Last night I paid my bills.
It was a typical Thursday night. I'd had the day off, so I slept in a little, gone to the pool for a swim and some sun, did a little work, went to physical therapy, went to group therapy, and skipped the movie I'd considered seeing in favor of checking something off one of my lists of chores for the week.
I used to dread paying my bills.
I was never sure if there would be enough left after each paycheck got deposited to purchase the basics, like food. There usually was, but it was close sometimes, especially when I'd make donations and forget I still had one more big bill coming.
Six months ago, I was at that point. Last night, I was free from the fear and anxiety that used to come from bill paying. I was able to pay everything at once, with plenty left over to move into my savings account for emergencies.
There is a big sigh of relief when you finally reach one of your goals. I didn't think of this goal as a big one. I thought of it as a way to retain my middle class status, a way to retain my dignity and self-respect, a way to reflect the hard work I do, a way to justify the multiple jobs I work.

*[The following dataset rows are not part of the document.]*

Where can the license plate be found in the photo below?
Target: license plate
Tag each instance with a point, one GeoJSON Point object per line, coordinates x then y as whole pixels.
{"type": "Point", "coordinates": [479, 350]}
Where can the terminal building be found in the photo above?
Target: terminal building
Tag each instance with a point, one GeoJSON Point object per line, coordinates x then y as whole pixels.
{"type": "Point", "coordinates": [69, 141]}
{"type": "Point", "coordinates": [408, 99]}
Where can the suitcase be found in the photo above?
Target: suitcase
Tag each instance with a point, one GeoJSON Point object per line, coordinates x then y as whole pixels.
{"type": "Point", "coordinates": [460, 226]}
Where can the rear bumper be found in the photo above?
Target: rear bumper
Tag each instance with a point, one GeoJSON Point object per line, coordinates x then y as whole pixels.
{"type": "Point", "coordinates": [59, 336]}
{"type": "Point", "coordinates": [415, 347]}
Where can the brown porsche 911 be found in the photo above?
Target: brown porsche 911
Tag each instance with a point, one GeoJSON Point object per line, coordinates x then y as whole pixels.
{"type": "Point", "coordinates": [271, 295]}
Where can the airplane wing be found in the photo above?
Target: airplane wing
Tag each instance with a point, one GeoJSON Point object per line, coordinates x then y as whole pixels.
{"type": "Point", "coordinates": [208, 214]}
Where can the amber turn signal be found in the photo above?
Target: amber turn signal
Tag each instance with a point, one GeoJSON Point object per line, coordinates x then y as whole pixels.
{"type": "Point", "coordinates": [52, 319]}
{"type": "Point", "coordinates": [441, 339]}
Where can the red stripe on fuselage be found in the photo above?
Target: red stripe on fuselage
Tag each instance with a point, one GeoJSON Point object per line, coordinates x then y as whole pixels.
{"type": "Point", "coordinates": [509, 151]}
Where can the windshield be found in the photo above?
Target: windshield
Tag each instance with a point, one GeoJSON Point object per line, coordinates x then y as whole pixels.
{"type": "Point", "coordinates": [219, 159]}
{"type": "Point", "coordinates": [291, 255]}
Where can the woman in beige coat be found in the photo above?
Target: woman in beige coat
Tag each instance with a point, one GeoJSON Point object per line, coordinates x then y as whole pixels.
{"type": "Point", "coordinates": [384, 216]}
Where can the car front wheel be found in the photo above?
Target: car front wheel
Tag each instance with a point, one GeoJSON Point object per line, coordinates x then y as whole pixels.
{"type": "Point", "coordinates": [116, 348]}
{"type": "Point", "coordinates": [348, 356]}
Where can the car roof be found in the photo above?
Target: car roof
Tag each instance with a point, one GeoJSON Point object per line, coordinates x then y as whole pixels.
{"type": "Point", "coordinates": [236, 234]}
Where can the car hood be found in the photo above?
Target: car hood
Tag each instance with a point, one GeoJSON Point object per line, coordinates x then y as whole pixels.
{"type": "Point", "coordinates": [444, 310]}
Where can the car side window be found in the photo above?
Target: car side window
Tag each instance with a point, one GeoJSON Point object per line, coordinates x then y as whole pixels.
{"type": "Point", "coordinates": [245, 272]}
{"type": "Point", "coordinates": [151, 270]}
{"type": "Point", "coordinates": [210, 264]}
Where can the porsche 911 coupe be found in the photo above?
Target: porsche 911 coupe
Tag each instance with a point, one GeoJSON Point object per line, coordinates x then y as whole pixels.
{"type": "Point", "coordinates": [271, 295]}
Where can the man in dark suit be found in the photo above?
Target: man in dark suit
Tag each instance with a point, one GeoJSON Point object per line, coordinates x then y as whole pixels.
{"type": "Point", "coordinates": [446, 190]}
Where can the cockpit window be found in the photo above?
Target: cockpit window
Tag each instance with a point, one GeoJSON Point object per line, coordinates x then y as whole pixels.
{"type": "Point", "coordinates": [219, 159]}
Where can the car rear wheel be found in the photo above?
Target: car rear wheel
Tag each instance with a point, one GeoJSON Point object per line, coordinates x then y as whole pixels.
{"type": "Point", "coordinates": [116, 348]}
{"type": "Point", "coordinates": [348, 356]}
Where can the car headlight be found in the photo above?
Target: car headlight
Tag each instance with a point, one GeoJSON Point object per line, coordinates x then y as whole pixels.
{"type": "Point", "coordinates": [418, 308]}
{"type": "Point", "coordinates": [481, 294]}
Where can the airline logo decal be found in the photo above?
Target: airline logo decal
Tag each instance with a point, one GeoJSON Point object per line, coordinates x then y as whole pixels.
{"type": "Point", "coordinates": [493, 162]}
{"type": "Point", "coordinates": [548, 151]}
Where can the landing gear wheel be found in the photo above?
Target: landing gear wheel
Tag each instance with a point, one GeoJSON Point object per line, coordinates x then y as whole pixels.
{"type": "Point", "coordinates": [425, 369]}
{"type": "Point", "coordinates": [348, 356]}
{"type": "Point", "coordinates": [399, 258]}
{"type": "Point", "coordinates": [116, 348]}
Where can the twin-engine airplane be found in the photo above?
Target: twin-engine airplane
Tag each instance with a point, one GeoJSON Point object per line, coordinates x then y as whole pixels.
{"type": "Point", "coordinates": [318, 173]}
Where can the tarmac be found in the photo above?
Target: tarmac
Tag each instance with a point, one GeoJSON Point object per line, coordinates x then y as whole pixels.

While this was a great goal, now I get to adjust it. Now I get to figure out how to maintain this path of financial security while increasing my ability to have a social life (preferably by working fewer jobs).
Some people have bucket lists. My lists are much more mundane. Buy a house. Check. Lose weight. Check. Get finances in order. Check.
Instead of focusing on the mundane, I think it's time to focus on the really important things: following my passions, and finding passion with someone else.